Frequently Asked Questions
Q: What is the S.A.F.E. Neighborhoods program?
A: Schools Aid Families in Emergencies or S.A.F.E. Neighborhoods is a disaster preparedness initiative that is centered on the principle of “neighbors helping neighbors”. In the event of a catastrophic or valley wide disaster, “grab your kit, and walk to school”. This means each person should grab their 96-hour kit whether at home, in a car, or at the office and walk to the any (likely the closest to you) elementary school to receive information, help with basic human needs, short-term shelter, and help families find one another. Residents are not encouraged to gather at the schools during less severe events unless advised to do so by local authorities.
Q: Why is S.A.F.E. Neighborhoods important?
A: Access to local government and other resources will be extremely limited after a catastrophic event. For example, emergency crews will be directed to the most severely damaged areas with the highest number of injuries. Other crews will be working to restore transportation routes and basic utilities. Individual and neighborhood groups should plan to be self-sustaining for four days (96 hours) before help arrives.
Q: How does this program tie in to my church, CERT, or other local emergency plan for my neighborhood?
A: The S.A.F.E. Neighborhoods program is meant to complement and support existing neighborhood emergency plans. The elementary school is the first place emergency managers will attempt to access and communicate with. If your church or other neighborhood organization has a different meeting place, feel free to use that space; make sure someone communicates with the local elementary school so you receive the most current information.

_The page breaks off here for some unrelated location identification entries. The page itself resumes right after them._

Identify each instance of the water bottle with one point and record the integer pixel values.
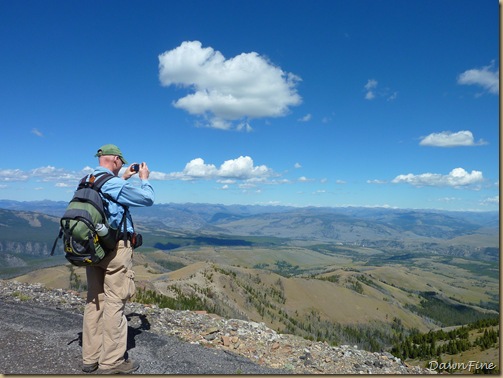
(107, 241)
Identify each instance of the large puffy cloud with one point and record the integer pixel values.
(456, 178)
(244, 87)
(485, 77)
(450, 139)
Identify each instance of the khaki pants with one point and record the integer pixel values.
(109, 285)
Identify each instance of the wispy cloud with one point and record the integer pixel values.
(372, 92)
(450, 139)
(60, 176)
(242, 168)
(227, 93)
(486, 77)
(37, 132)
(458, 177)
(306, 118)
(369, 87)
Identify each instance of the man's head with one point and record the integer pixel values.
(111, 157)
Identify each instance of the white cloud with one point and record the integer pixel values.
(246, 86)
(486, 77)
(7, 175)
(241, 168)
(60, 176)
(450, 139)
(371, 91)
(37, 132)
(371, 84)
(306, 118)
(456, 178)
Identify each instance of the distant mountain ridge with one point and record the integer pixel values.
(454, 233)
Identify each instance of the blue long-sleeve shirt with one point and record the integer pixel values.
(126, 194)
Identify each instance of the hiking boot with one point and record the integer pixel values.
(127, 367)
(89, 368)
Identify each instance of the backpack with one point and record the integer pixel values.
(84, 213)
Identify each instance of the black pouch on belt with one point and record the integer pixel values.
(136, 240)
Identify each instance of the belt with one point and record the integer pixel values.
(129, 236)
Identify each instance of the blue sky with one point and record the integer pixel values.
(289, 102)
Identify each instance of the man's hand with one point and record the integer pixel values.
(129, 172)
(144, 172)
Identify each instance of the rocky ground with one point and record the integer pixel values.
(254, 341)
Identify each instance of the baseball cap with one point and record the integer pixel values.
(110, 149)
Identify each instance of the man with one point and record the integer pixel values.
(110, 283)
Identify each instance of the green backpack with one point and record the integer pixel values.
(84, 213)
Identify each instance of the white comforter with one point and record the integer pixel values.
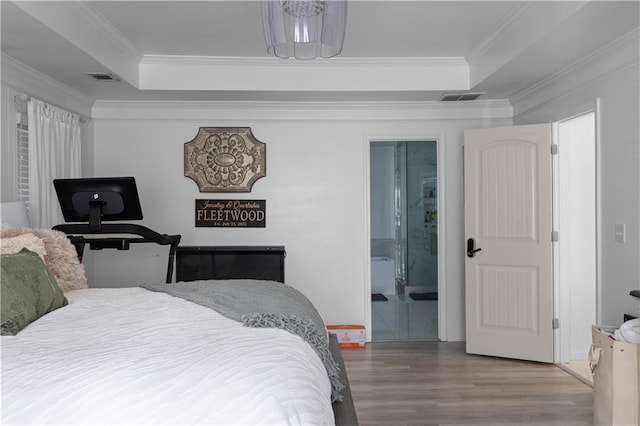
(131, 356)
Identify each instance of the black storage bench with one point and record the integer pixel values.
(230, 262)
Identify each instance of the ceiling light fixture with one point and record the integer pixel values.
(304, 29)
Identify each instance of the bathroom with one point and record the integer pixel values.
(404, 240)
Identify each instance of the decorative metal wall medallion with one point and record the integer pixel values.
(225, 159)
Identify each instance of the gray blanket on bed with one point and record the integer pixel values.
(257, 303)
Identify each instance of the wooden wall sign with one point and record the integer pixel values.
(225, 159)
(231, 213)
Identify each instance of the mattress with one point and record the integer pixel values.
(131, 356)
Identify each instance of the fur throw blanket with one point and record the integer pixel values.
(60, 256)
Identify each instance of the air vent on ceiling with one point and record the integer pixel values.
(468, 96)
(102, 76)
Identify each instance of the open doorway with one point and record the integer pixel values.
(575, 251)
(404, 240)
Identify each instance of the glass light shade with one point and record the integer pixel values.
(304, 29)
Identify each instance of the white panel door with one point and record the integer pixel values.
(508, 222)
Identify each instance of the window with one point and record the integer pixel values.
(22, 153)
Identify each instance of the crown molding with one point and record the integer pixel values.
(337, 62)
(99, 22)
(627, 45)
(202, 111)
(24, 79)
(274, 74)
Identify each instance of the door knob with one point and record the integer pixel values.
(471, 247)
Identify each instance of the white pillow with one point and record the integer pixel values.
(29, 241)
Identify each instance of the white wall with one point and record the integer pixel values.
(611, 76)
(316, 188)
(382, 198)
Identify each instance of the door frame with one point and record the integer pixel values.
(439, 138)
(562, 337)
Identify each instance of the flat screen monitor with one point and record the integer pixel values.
(95, 200)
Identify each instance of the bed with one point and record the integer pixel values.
(182, 353)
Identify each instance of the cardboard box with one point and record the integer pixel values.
(349, 336)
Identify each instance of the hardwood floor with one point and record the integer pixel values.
(435, 383)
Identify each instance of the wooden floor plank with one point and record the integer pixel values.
(436, 383)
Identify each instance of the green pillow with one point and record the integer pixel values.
(29, 290)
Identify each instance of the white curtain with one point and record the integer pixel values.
(54, 153)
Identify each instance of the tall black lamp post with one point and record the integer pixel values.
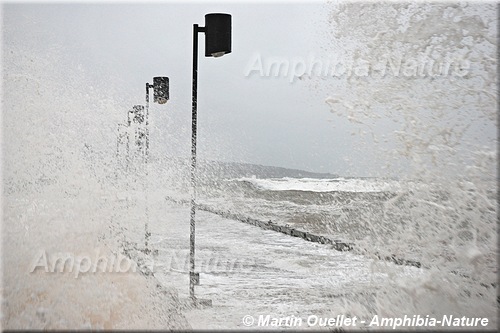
(217, 43)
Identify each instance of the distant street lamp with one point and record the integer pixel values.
(160, 95)
(217, 43)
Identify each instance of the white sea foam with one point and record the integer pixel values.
(324, 185)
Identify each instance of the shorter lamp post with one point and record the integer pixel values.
(161, 96)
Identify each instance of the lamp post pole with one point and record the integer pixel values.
(192, 276)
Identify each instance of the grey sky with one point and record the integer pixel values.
(262, 120)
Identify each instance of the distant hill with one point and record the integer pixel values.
(237, 170)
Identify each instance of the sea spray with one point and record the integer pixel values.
(437, 133)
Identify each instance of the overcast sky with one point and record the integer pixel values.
(244, 118)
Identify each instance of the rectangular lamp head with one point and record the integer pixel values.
(217, 34)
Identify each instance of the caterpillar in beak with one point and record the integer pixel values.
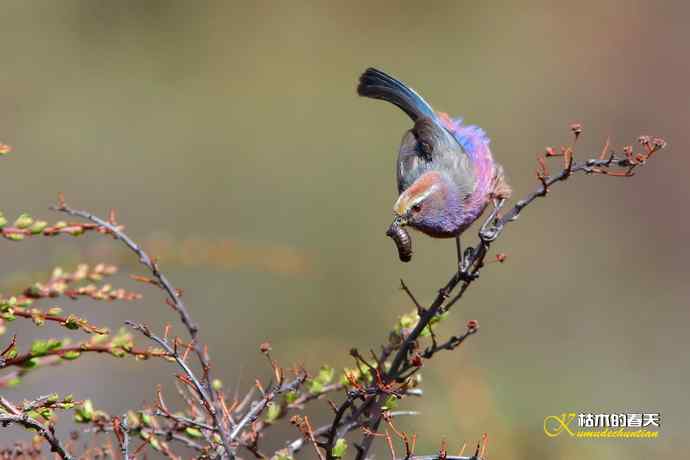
(402, 241)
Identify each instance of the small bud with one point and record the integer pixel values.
(38, 227)
(416, 360)
(659, 143)
(23, 221)
(14, 236)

Q: How does S.A.F.E. Neighborhoods work with local business?
A: The S.A.F.E. Neighborhoods program can be taught in a brown bag lunch forum to encourage personal preparedness. S.A.F.E. Neighborhoods does not coordinate directly with local businesses. Contact your local emergency management officials to learn how to develop a company response plan to protect your employees, customers, and assets.
Q: How will I be reunited with my family?
A: Local government officials have coordinated with transit organizations along the Wasatch Front to create priority transportation routes to help people get home after a disaster. Schools are included within the plan, so if someone works in Salt Lake City but lives in West Jordan, they will take an emergency public transit system that will drop them off at their local elementary school. The elementary school evacuation hub will also have Red Cross Safe and Well capability. This is a free Red Cross tool that facilitates communication from disaster-affected areas to the outside. Safe and Well helps people inform loved ones of their well-being and be reunited with one another.
Q: What will happen at the elementary school?
A: The school will act as a hub for the neighborhood, but what will actually take place will vary by area. Some neighborhoods may have to use the school as a temporary shelter (without cots or traditional shelter supplies) if their homes are not habitable, while others will use the school as a reception area for household reunification, information gathering, and service coordination. Within every elementary school there is a Just-In-Time kit that has basic organization materials and leadership job sheets for the residents to use while managing their own hub.
Q: What can I do now to prepare?
A: There are many ways to prepare today. First, create a 96-hour kit for each member of your family (including pets). Keep it in a place that is readily accessible, like a coat closet. Next, consider taking emergency classes with the American Red Cross, Community Emergency Response Team (CERT), Amateur Radio, or other Volunteer Organizations Active in Disaster (VOAD). These organizations provide opportunities to learn how to manage and operate a Red Cross shelter, first aid, fire suppression, search and rescue, communication and other emergency response skills. Finally, consider reinforcing masonry homes. Unreinforced masonry buildings are common through Utah, and are the most vulnerable types of building to earthquake tremors.